ここでいきなりルークに聞いたらシオンのにっこり笑顔+素晴らしい毒舌の標的になると判断した辺り、割とまともな危機察知能力ぐらいはあるのかと密かにシンクは感心したが、残念ながら今度はアリエッタの機嫌が悪くなったので、これはどうしようもないな、と他人事のように思いつつ、とりあえず答えぐらいは返してやる。

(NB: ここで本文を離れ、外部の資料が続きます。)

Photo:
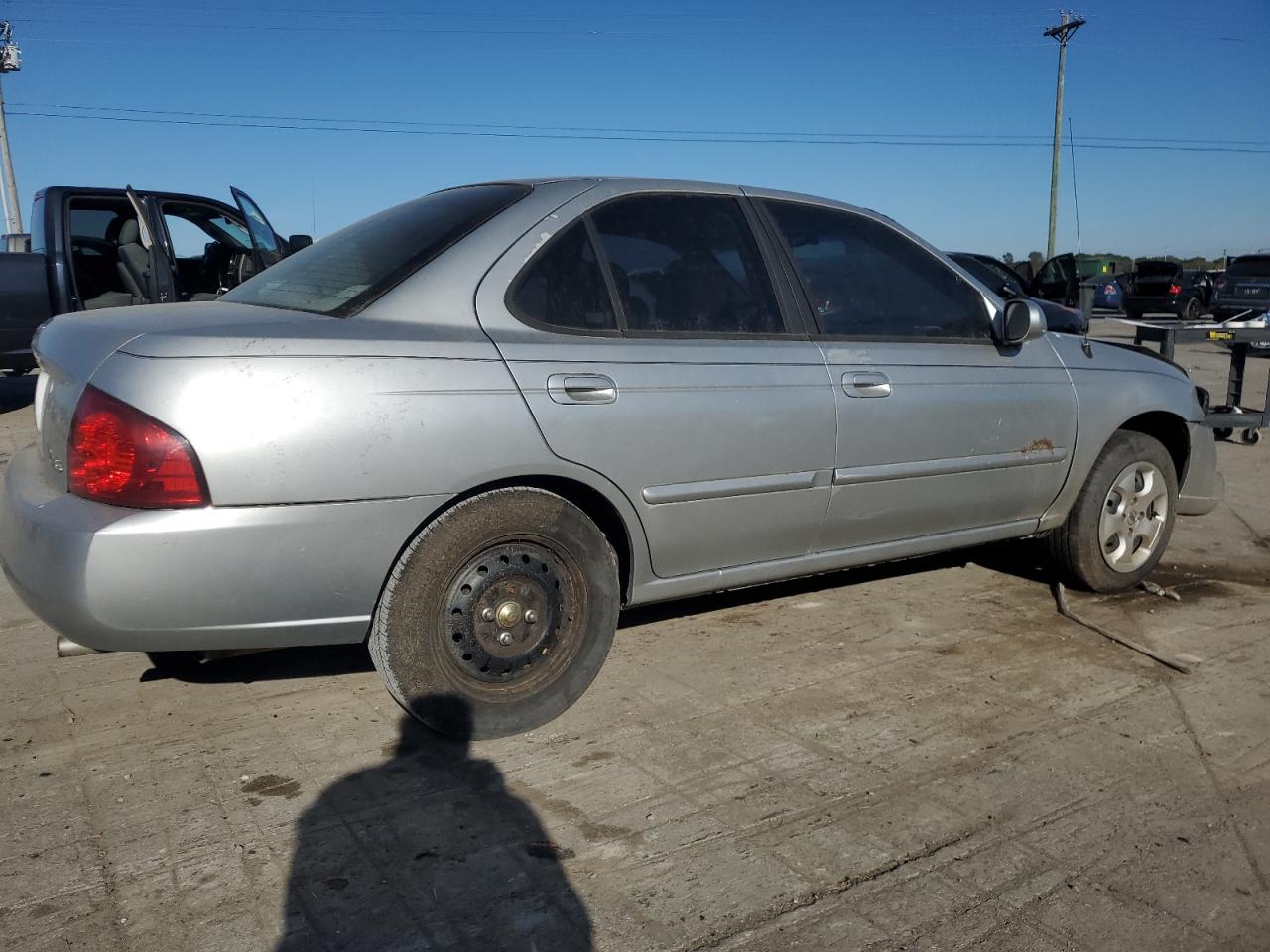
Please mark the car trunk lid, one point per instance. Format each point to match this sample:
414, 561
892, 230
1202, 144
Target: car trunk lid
70, 349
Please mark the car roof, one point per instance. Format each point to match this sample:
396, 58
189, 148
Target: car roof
642, 182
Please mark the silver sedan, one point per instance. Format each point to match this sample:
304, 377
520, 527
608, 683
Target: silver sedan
474, 426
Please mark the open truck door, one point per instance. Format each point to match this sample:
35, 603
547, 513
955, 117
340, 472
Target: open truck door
143, 264
267, 248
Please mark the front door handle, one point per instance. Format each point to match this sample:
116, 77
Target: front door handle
581, 389
866, 384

「いや、何も聞いてないけど。シェリダンにはアルビオールの操縦士に用があったのと、ルカとフローリアンが音機関に興味持ったから寄っただけ」
「なら、どこか別のところ行く途中だったってこと?」
「当初の目的はセントビナーの薬膳とか飲茶だったからね。でもいまあそこは魔界にあるし、エンゲーブにしたって同じ理由で無理でしょ?だったらグランコクマにでも行こっかって話になって、途中でそういえばシェリダンに美味しい定食あるって話が出たから」


だから寄ってみたんだけど、ちょっとタイミング悪かったみたいだね。と、平然と言ってしまえるシンクの言葉に、アニスは頭を抱えて蹲りたくもなったのだが、どうにか堪えた。
復活したらしい某使用人がいつの間にやら甲斐甲斐しくルークにカーディガンを着せ、イオンにも同じものを着せたり何かしているから、アニスは素で「うわ、キモッ!」と叫び掛けたのだが、イオンの体に気を配らなければなかったのは事実であるし、そんなことよりもフローリアンにねだられて泣く泣くシャーベットを作りに行ったその背に、何も言うまいと視線を逸らしてやる。
なかなかに嫌な予感ばかりがする現状に、アニスは腹黒さが滲み出ているようなシオンの矛先がこちらに向かないようにと願いつつ、「……シンク達っていま、何してるの?」と旅の目的でも聞こうと口にしたのだが、まさかそれを後悔する羽目になるとは、思いもしなかった。



「オールドラント、グルメツアーだけど」



ぶらり気の向くまま、食べ歩きの旅とも言うけどね、と。
その場に居た全員に聞こえてしまったその言葉に、街中に響き渡るかのような頓狂な声が上がったのは、言うまでもなかった。